Depuis la pandémie de Covid-19, en outre, c’est l’ensemble des marchés des bureaux en Europe qui connaît de profondes mutations. L’essor durable du télétravail et des modèles hybrides a bouleversé les dynamiques traditionnelles de la demande en surfaces de bureau, entraînant une hausse persistante des taux de vacance dans de nombreuses métropoles (BNP Paribas Real Estate, 2025 ; CBRE, 2024 ; Savills, 2024). Ces évolutions remettent en question les modèles établis d’agglomération, de localisation et d’ajustement des loyers dans l’immobilier tertiaire (Wheaton & Torto, 1988 ; Rosen, 1984), et interrogent les déterminants de la vacance : comportement des usagers, obsolescence technologique, accessibilité, proximité des infrastructures de transport. Dans ce contexte, comment les acteurs publics et privés revoient-ils leurs stratégies d’adaptation : reconversion, reconfiguration, ou valorisation des bureaux vacants ? Sur quels nouveaux critères les bâtiments sont-ils reconvertis ou conservés dans les portefeuilles des investisseurs ?

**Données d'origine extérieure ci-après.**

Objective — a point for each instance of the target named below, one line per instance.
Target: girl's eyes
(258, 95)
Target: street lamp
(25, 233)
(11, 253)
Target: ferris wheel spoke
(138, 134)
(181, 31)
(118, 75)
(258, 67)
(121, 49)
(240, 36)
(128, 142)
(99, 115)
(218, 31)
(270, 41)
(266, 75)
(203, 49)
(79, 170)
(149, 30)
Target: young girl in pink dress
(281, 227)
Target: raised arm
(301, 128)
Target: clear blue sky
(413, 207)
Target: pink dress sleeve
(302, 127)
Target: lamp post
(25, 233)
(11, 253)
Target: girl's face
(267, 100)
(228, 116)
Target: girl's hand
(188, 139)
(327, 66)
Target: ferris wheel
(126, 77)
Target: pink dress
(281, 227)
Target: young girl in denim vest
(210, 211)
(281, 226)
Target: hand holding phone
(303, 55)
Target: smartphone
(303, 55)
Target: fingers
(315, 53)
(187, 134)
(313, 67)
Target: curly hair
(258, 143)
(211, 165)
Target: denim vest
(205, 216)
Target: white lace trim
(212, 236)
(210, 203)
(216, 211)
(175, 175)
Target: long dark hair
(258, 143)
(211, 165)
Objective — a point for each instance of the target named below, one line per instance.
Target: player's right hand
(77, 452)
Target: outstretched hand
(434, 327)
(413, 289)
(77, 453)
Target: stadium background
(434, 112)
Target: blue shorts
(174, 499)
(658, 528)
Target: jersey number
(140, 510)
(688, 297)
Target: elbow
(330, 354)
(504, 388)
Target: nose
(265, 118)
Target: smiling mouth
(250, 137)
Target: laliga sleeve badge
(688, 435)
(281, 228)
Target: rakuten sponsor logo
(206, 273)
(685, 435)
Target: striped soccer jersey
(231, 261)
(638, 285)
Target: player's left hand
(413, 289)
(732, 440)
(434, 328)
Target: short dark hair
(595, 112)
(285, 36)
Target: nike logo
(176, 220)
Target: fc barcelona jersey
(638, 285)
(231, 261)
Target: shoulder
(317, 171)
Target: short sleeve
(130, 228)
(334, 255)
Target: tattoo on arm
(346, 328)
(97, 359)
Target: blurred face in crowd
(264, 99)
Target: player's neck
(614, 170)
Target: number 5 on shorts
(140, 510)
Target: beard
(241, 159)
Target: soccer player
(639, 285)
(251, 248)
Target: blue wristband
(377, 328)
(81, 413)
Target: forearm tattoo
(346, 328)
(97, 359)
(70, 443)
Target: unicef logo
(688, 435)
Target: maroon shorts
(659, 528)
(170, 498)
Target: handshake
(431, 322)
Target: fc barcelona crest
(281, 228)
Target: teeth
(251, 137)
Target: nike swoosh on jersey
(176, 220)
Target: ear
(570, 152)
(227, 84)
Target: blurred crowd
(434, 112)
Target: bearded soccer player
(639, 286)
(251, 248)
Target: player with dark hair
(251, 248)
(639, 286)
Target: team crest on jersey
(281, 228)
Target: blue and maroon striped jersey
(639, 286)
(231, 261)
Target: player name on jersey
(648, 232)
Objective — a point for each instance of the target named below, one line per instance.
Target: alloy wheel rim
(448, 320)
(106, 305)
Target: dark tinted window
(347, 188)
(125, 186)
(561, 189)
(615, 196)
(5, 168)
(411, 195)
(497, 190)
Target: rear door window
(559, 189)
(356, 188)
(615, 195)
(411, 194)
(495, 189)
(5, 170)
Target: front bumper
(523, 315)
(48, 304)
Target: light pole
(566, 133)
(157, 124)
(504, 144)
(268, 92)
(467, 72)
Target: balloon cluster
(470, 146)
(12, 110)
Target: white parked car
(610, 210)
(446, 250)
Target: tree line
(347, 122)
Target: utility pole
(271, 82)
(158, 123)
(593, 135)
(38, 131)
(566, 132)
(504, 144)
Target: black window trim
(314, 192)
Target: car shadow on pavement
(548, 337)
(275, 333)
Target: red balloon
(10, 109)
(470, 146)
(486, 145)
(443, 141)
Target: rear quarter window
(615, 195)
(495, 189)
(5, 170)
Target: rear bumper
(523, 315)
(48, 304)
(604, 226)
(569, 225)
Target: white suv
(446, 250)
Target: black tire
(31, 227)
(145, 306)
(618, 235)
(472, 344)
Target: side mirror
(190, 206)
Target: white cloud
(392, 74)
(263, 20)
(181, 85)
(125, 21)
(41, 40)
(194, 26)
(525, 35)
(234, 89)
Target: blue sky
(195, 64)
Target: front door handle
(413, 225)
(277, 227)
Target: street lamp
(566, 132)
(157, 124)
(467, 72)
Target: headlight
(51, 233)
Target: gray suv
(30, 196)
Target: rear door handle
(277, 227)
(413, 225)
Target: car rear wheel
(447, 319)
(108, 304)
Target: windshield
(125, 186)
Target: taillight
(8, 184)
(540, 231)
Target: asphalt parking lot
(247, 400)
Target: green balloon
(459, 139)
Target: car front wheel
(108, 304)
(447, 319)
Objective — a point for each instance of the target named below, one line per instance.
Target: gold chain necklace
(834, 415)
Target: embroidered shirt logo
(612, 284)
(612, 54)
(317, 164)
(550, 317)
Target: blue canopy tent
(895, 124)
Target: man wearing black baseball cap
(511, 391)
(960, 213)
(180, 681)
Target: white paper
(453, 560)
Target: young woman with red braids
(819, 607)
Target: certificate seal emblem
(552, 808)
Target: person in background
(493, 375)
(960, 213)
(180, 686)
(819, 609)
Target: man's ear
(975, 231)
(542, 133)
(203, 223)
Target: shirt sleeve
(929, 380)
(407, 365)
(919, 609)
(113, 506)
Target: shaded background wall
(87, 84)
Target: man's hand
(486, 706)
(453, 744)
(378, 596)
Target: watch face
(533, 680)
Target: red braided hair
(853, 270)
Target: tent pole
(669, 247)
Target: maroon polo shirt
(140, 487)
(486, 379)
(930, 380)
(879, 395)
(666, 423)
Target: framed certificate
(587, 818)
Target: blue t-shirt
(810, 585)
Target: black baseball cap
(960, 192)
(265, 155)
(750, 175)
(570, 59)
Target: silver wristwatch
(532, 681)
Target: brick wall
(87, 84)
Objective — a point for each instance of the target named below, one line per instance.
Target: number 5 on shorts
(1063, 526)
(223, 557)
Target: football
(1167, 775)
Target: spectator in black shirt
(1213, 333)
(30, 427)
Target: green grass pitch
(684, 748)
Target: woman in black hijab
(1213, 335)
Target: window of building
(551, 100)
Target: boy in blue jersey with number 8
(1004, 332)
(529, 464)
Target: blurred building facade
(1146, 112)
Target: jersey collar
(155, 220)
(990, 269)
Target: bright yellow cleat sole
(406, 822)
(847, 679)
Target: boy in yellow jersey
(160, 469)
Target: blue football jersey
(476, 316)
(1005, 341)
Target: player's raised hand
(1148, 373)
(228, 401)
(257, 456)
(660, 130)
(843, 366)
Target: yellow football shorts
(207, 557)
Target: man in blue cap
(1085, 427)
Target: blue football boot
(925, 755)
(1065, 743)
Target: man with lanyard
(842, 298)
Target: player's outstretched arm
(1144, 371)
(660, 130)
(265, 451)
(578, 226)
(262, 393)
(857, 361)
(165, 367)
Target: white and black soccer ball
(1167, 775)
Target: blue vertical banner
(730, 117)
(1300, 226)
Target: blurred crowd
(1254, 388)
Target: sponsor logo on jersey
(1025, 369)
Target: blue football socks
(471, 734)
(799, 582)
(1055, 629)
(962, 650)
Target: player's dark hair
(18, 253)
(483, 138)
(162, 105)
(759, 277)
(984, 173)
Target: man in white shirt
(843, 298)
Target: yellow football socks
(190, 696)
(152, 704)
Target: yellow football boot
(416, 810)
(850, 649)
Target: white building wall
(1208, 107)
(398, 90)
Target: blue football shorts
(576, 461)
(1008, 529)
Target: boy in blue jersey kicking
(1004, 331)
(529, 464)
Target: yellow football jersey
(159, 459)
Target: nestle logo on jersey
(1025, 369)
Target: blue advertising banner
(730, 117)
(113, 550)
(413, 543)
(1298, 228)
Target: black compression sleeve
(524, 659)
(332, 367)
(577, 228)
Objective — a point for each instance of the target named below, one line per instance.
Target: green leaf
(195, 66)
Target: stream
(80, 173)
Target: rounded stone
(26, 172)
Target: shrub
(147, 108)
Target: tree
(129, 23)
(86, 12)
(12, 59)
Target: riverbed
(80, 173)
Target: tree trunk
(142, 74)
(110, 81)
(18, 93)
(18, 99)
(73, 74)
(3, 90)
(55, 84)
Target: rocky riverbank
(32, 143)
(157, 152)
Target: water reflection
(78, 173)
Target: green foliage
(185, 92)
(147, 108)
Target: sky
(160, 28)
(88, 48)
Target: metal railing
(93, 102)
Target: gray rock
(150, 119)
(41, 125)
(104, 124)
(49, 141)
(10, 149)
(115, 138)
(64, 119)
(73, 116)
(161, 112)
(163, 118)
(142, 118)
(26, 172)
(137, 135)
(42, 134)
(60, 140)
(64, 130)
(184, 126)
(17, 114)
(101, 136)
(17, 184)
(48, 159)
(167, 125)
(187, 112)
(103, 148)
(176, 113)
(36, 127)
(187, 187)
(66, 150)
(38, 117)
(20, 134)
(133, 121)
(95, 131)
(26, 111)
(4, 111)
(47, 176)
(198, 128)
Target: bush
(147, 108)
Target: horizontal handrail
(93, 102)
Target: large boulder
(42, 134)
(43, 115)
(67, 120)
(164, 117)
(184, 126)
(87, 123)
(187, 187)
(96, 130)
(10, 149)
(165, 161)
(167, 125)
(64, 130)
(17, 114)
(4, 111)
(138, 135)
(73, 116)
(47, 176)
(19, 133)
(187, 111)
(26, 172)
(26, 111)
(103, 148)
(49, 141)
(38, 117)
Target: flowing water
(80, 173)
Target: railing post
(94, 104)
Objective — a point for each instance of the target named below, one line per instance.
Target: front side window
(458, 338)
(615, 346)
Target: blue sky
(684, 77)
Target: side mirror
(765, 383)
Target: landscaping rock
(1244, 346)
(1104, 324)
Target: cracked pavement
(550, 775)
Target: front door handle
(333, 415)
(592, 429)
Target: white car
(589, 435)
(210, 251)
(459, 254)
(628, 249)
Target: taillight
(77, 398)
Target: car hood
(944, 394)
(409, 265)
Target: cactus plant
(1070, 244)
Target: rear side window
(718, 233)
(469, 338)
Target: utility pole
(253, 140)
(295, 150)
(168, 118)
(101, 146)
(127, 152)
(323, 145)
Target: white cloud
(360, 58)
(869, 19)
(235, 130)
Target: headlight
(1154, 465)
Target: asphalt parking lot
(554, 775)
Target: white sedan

Nous invitons les contributions qui explorent ces dynamiques, sur le plan empirique ou théorique, en se concentrant sur les évolutions post-Covid de la vacance de bureaux, les ajustements des prix et des loyers, les disparités spatiales et les réponses des politiques publiques dans les villes et régions européennes.

Face à la montée de la vacance, la sélection des bâtiments à reconvertir repose également sur une combinaison de facteurs : localisation, qualité du bâti, compatibilité avec les normes en vigueur pour les locaux d’habitation et adéquation aux nouveaux usages urbains. Certaines métropoles amorcent une stabilisation grâce à une adaptation ciblée de l’offre (CBRE, 2024), tandis que d’autres zones périphériques restent en difficulté. En réponse, plusieurs pays européens déploient des incitations à la reconversion, telles que des avantages fiscaux ou des aides à la rénovation (Savills, 2023), soulignant ainsi la nécessité d’articuler leviers territoriaux, économiques et réglementaires.